= Psyché (Falla) =

Psyché is a 1924 work by the Spanish composer Manuel de Falla. It is scored for voice and chamber ensemble.

The piece reflects Falla's international links. The text by Georges Jean-Aubry, who worked for Falla's London publisher, is in French. It can also be seen as part of a neoclassical phase in the composer's work, like for example the harpsichord concerto. Apart from choosing a classical subject for the text, Falla uses a musical style which references 18th-century music. Apparently, Falla imagined a performance in the 18th century in which the classical story is told in the Peinador de la Reina (Queen's Dressing Room), a location in the Alhambra.
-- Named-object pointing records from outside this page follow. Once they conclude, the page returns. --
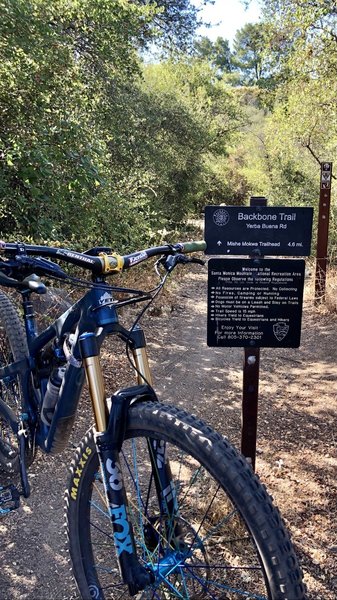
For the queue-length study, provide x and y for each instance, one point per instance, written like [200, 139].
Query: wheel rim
[215, 556]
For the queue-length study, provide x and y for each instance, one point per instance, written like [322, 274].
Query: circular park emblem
[221, 217]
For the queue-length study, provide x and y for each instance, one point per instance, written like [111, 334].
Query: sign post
[255, 302]
[323, 231]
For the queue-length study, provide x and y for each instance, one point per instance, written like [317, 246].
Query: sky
[227, 16]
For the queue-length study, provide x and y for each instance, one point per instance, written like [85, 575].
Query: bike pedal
[9, 499]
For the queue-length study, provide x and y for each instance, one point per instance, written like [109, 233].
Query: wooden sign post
[323, 232]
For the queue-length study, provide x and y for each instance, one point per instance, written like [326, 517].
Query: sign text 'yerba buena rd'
[265, 230]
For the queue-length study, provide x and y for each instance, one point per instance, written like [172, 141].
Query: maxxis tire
[223, 462]
[11, 326]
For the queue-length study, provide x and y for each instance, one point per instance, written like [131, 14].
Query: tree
[248, 53]
[175, 22]
[217, 54]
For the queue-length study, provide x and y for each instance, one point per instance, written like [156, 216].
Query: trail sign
[255, 302]
[323, 231]
[258, 230]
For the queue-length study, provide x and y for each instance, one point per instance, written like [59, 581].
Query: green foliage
[217, 54]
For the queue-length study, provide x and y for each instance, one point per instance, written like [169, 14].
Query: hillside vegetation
[102, 143]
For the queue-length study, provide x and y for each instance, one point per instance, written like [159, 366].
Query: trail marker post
[323, 231]
[255, 302]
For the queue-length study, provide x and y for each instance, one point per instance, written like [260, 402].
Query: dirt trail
[297, 448]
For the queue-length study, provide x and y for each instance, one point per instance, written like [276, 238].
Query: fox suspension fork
[109, 439]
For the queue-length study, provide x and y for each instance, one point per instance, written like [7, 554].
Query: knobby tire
[234, 542]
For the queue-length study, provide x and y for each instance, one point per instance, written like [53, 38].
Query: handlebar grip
[194, 247]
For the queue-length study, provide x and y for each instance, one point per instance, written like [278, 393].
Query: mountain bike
[158, 505]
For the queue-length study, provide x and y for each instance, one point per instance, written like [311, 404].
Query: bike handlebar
[101, 261]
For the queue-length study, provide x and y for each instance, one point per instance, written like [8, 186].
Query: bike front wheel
[232, 541]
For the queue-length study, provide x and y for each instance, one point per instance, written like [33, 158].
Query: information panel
[262, 230]
[254, 302]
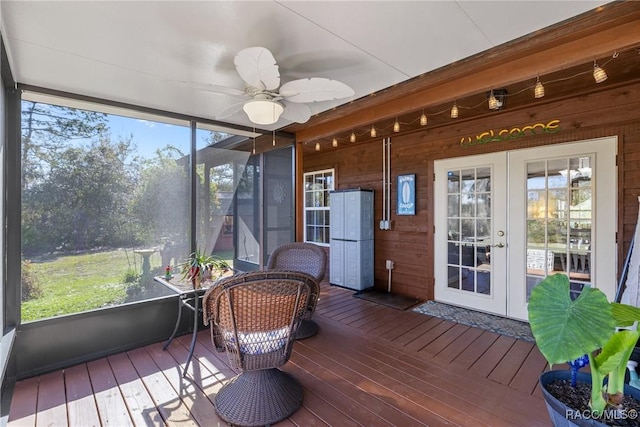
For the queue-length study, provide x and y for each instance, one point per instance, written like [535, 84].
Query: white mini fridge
[351, 233]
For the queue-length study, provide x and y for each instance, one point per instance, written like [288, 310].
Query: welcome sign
[406, 194]
[552, 126]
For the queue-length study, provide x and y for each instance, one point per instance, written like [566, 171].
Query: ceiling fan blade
[315, 89]
[230, 110]
[210, 88]
[299, 113]
[258, 68]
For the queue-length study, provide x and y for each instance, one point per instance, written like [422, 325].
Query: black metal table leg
[194, 335]
[181, 302]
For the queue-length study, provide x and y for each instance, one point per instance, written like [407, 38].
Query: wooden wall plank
[603, 112]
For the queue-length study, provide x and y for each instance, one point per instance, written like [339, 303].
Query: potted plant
[200, 266]
[566, 329]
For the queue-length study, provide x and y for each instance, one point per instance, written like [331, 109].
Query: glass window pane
[536, 232]
[483, 182]
[454, 277]
[453, 182]
[557, 173]
[468, 178]
[536, 176]
[453, 207]
[108, 195]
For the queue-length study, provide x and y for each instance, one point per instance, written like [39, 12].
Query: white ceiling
[147, 52]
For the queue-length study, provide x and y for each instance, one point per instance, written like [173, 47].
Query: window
[317, 186]
[216, 186]
[104, 202]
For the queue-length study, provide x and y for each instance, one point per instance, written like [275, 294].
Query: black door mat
[501, 325]
[399, 302]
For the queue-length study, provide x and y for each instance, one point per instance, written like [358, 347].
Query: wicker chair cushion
[260, 342]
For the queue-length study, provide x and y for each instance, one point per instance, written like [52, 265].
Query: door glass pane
[278, 199]
[559, 213]
[469, 230]
[247, 213]
[215, 189]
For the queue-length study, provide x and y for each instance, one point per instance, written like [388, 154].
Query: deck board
[81, 404]
[370, 365]
[109, 399]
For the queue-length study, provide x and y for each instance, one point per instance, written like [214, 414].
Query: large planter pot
[563, 416]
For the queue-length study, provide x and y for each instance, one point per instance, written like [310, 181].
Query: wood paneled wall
[605, 112]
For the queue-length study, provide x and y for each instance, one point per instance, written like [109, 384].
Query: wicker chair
[253, 316]
[310, 259]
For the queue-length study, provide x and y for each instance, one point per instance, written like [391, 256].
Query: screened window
[104, 202]
[317, 186]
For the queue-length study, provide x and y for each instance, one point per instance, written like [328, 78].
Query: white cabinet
[351, 226]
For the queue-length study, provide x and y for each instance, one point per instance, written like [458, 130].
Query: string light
[423, 119]
[495, 102]
[538, 91]
[454, 111]
[598, 73]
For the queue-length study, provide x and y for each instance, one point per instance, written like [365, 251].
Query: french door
[264, 207]
[506, 220]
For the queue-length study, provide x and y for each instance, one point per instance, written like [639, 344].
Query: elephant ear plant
[566, 329]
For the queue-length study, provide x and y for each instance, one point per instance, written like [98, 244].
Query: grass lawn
[76, 283]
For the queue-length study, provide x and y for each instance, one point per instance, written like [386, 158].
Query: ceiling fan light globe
[262, 111]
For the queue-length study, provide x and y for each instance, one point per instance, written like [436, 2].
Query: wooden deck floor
[369, 366]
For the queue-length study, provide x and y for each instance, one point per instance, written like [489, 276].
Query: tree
[83, 201]
[160, 205]
[46, 130]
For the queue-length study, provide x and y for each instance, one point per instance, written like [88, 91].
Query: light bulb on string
[493, 102]
[598, 73]
[423, 119]
[538, 91]
[253, 151]
[454, 111]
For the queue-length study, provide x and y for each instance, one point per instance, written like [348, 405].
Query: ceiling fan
[267, 101]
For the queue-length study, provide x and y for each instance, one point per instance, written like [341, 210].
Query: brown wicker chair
[253, 317]
[310, 259]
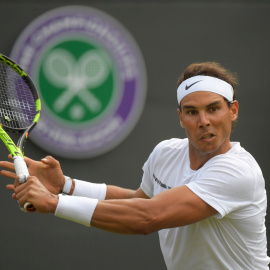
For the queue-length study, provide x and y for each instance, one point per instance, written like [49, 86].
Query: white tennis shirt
[233, 184]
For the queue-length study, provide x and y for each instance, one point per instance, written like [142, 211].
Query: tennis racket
[19, 112]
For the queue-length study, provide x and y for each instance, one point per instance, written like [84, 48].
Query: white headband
[204, 83]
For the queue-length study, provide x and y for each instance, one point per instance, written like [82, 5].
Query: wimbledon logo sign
[91, 78]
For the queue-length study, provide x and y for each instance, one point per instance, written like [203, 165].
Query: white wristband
[67, 186]
[90, 190]
[77, 209]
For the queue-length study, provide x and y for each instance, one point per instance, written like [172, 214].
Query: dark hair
[212, 69]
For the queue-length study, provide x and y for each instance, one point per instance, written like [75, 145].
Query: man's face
[207, 120]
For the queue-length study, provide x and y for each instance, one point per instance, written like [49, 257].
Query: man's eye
[192, 112]
[213, 109]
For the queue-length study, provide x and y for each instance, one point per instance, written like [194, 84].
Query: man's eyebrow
[207, 106]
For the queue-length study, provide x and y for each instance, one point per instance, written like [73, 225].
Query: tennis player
[204, 194]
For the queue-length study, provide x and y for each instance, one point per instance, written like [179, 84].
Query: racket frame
[17, 151]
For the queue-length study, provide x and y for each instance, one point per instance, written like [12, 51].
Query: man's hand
[36, 194]
[48, 171]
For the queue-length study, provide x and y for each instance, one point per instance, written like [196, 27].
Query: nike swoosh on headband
[187, 87]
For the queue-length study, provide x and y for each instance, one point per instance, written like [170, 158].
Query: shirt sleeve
[226, 185]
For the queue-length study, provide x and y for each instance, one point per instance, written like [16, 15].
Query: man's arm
[114, 192]
[176, 207]
[172, 208]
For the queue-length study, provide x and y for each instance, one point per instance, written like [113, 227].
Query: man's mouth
[208, 136]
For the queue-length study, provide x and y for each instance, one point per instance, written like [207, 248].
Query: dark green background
[171, 35]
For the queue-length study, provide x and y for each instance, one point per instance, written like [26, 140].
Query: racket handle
[21, 169]
[22, 172]
[28, 207]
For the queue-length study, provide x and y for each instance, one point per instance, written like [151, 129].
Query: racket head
[19, 100]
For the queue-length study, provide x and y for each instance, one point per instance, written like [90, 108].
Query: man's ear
[180, 117]
[234, 110]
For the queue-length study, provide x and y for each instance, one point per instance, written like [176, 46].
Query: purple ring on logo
[101, 136]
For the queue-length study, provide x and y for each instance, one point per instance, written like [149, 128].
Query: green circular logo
[91, 78]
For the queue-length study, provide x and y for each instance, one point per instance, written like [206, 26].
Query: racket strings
[17, 104]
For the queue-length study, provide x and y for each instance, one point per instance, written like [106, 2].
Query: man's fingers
[49, 160]
[8, 174]
[10, 187]
[7, 165]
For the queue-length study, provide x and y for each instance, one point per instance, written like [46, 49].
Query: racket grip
[28, 207]
[22, 172]
[21, 169]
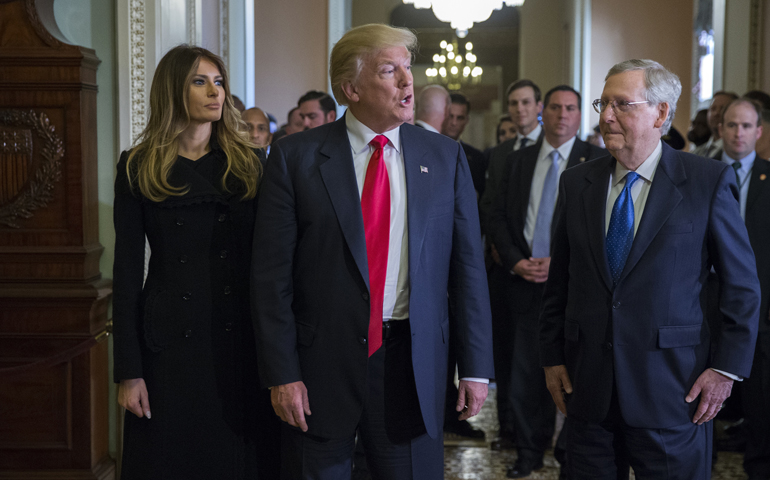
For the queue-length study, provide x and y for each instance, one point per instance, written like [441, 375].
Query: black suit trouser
[756, 399]
[391, 428]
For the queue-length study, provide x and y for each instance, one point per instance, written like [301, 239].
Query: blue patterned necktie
[541, 240]
[737, 166]
[620, 235]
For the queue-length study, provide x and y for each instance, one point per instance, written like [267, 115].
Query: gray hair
[662, 85]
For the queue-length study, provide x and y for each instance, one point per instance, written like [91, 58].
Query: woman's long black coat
[187, 331]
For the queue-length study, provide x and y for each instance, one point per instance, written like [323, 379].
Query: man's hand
[132, 395]
[557, 381]
[291, 404]
[495, 255]
[533, 270]
[713, 388]
[470, 398]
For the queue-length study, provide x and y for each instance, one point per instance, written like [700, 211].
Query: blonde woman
[184, 351]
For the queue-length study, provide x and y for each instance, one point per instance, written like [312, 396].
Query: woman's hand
[132, 395]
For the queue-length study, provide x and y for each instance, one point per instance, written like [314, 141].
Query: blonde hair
[358, 44]
[151, 160]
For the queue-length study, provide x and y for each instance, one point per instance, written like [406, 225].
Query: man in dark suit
[364, 228]
[524, 107]
[740, 129]
[457, 118]
[623, 338]
[520, 227]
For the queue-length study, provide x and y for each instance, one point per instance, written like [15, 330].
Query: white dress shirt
[538, 179]
[531, 137]
[395, 304]
[427, 126]
[640, 190]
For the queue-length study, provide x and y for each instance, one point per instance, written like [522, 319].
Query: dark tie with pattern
[620, 235]
[737, 166]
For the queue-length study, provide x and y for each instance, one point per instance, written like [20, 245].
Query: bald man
[259, 126]
[432, 106]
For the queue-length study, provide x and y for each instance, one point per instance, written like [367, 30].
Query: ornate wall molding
[755, 44]
[38, 190]
[224, 31]
[138, 54]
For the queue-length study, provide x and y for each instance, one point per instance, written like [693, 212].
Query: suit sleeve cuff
[475, 379]
[729, 375]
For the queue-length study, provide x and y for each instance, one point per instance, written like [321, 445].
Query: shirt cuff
[474, 379]
[729, 375]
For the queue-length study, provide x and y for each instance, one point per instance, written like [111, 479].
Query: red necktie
[375, 206]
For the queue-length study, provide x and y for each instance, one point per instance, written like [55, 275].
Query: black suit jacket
[496, 170]
[758, 226]
[477, 163]
[310, 279]
[646, 336]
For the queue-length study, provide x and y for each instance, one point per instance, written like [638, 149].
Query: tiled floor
[469, 459]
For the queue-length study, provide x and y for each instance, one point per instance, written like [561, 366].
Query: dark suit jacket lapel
[419, 186]
[578, 154]
[339, 177]
[756, 183]
[594, 205]
[663, 197]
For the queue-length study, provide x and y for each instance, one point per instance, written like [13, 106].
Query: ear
[662, 115]
[351, 92]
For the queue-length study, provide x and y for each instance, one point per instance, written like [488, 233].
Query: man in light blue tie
[623, 338]
[520, 226]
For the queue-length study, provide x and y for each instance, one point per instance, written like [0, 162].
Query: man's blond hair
[358, 44]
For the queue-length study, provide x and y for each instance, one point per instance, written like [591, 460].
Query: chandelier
[453, 69]
[462, 14]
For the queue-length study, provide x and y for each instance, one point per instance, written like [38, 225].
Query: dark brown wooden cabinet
[53, 300]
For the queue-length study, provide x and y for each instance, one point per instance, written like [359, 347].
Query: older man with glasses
[623, 339]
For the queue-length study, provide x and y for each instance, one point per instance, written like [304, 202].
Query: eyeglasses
[618, 106]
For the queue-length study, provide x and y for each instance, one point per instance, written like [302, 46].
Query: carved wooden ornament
[22, 191]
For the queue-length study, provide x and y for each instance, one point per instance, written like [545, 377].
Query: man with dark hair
[454, 125]
[714, 117]
[524, 106]
[520, 227]
[316, 108]
[740, 129]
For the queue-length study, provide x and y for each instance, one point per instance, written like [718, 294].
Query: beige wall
[373, 11]
[544, 54]
[736, 59]
[660, 30]
[291, 50]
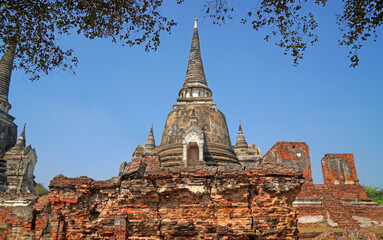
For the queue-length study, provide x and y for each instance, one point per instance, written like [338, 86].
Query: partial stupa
[195, 131]
[17, 161]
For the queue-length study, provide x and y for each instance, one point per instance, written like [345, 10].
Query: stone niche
[202, 202]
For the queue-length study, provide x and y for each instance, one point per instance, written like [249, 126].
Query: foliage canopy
[376, 193]
[34, 27]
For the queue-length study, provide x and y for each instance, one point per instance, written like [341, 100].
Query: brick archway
[192, 156]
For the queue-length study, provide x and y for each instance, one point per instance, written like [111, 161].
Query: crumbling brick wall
[168, 203]
[340, 202]
[339, 169]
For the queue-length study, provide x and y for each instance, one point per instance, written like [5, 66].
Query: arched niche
[192, 146]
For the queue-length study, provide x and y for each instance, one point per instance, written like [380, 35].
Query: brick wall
[168, 203]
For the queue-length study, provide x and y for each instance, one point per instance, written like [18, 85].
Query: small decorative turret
[6, 65]
[195, 86]
[241, 141]
[20, 144]
[150, 142]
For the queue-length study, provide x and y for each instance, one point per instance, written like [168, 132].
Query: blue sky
[89, 123]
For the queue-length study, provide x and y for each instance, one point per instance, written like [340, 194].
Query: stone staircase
[337, 213]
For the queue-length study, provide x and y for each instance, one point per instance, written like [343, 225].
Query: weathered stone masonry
[167, 203]
[340, 202]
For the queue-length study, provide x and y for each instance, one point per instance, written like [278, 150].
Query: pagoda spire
[241, 141]
[150, 143]
[6, 65]
[195, 84]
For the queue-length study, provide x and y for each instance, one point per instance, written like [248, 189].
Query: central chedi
[195, 131]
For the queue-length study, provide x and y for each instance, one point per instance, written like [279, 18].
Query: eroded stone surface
[168, 203]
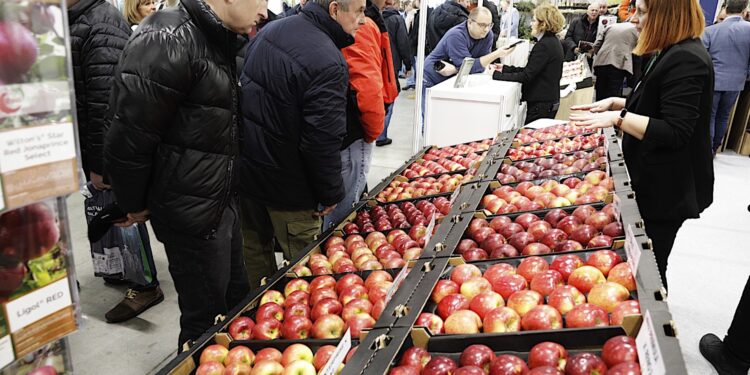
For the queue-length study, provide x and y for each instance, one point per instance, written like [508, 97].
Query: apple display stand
[479, 111]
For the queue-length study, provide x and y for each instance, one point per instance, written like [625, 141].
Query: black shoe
[383, 142]
[134, 303]
[716, 353]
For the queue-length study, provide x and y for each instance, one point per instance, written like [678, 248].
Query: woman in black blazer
[665, 121]
[540, 78]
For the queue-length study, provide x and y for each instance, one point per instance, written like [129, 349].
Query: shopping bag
[121, 252]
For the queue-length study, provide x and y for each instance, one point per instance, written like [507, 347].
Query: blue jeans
[355, 164]
[388, 113]
[722, 105]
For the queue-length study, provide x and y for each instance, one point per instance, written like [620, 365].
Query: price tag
[632, 249]
[338, 356]
[430, 229]
[397, 282]
[455, 195]
[649, 353]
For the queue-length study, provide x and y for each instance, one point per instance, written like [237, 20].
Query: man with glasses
[472, 38]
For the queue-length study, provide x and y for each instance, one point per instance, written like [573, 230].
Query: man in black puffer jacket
[98, 34]
[172, 148]
[443, 18]
[294, 88]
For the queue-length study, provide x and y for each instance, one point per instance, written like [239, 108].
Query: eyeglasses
[483, 25]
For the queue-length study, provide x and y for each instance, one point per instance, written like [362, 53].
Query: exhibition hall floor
[708, 269]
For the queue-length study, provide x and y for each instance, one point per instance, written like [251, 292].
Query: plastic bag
[121, 252]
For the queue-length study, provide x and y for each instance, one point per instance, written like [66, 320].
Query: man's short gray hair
[326, 3]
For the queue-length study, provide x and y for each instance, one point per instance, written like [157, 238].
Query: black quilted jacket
[98, 33]
[173, 141]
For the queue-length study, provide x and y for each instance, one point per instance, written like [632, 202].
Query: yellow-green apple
[548, 354]
[501, 319]
[214, 353]
[586, 315]
[623, 309]
[485, 302]
[450, 304]
[328, 327]
[585, 277]
[524, 300]
[267, 367]
[241, 328]
[430, 321]
[608, 295]
[565, 297]
[541, 317]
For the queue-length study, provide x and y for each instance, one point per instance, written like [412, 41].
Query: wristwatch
[624, 112]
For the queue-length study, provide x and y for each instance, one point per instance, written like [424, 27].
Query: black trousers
[209, 274]
[739, 331]
[662, 235]
[609, 81]
[537, 110]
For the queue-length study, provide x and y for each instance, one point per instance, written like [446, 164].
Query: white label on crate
[24, 148]
[31, 98]
[338, 356]
[649, 353]
[430, 229]
[455, 195]
[632, 249]
[36, 305]
[6, 351]
[397, 282]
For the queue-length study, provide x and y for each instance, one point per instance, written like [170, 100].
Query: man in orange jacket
[372, 86]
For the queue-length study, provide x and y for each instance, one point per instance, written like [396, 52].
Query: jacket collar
[81, 7]
[210, 24]
[320, 18]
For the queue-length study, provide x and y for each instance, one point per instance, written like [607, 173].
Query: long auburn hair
[669, 22]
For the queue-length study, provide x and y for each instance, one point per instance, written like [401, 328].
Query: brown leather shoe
[134, 303]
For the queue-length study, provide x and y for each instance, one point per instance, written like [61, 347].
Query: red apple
[585, 364]
[430, 321]
[451, 304]
[241, 328]
[501, 319]
[509, 284]
[585, 277]
[623, 309]
[586, 315]
[608, 295]
[548, 354]
[541, 317]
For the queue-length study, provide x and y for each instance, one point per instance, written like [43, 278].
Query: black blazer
[540, 78]
[672, 167]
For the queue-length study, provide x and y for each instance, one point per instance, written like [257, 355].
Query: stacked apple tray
[529, 252]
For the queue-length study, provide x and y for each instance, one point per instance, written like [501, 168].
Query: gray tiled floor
[708, 269]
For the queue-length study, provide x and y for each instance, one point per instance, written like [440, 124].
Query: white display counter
[480, 110]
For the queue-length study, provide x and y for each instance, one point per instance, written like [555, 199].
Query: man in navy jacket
[728, 43]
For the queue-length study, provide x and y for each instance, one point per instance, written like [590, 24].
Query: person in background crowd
[291, 149]
[732, 356]
[443, 18]
[665, 121]
[541, 77]
[472, 38]
[98, 34]
[293, 11]
[626, 10]
[167, 165]
[372, 88]
[613, 59]
[401, 52]
[136, 10]
[728, 43]
[583, 29]
[509, 20]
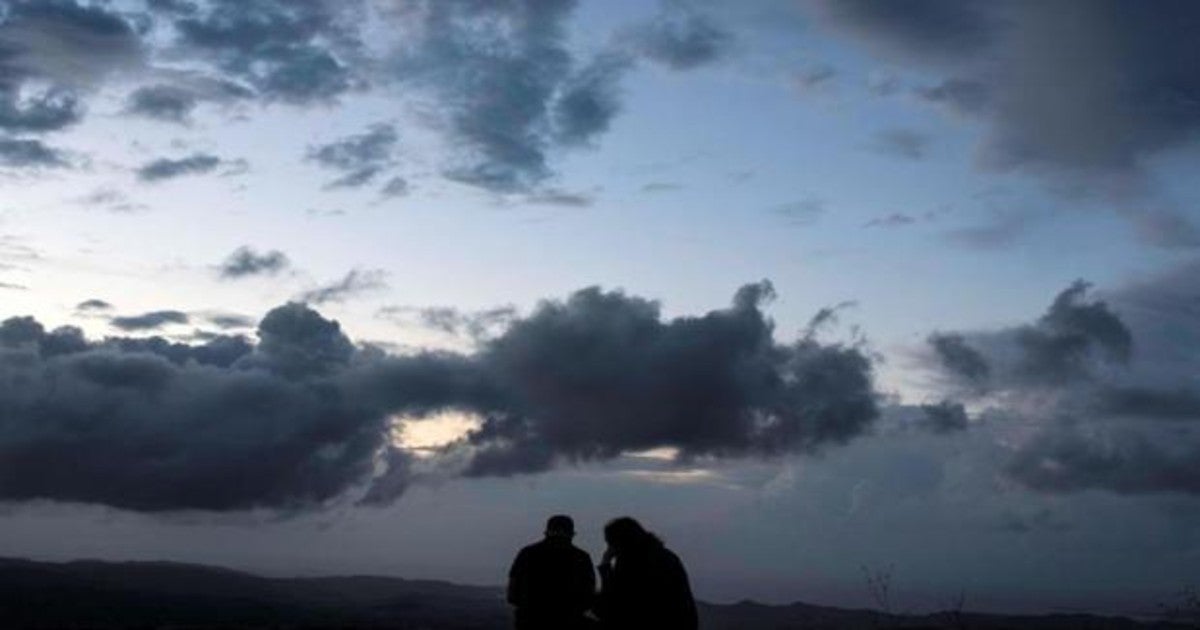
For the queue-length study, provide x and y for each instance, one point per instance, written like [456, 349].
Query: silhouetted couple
[643, 586]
The work was composed in Granada, where the composer had settled. It was first performed in 1925 in Barcelona's Palau de la Música Catalana as part of a concert given by the Orquesta Betica de camara de Sevilla (this was an Andalusian orchestra, formed a couple of years earlier, to which the composer had links). The composer directed several of his works at the concert, including Psyché which was performed by:
- Singer: María Josepa Regnard
- Harp: Raquel Marti
- Flute: Miguel Perez
- Violin: Fermin Perez
- Viola: Fernando Romero
- Cello: Segismundo Romero

==Publication==
Psyché was published by the composer's London publisher J. & W. Chester, Ltd. in 1927.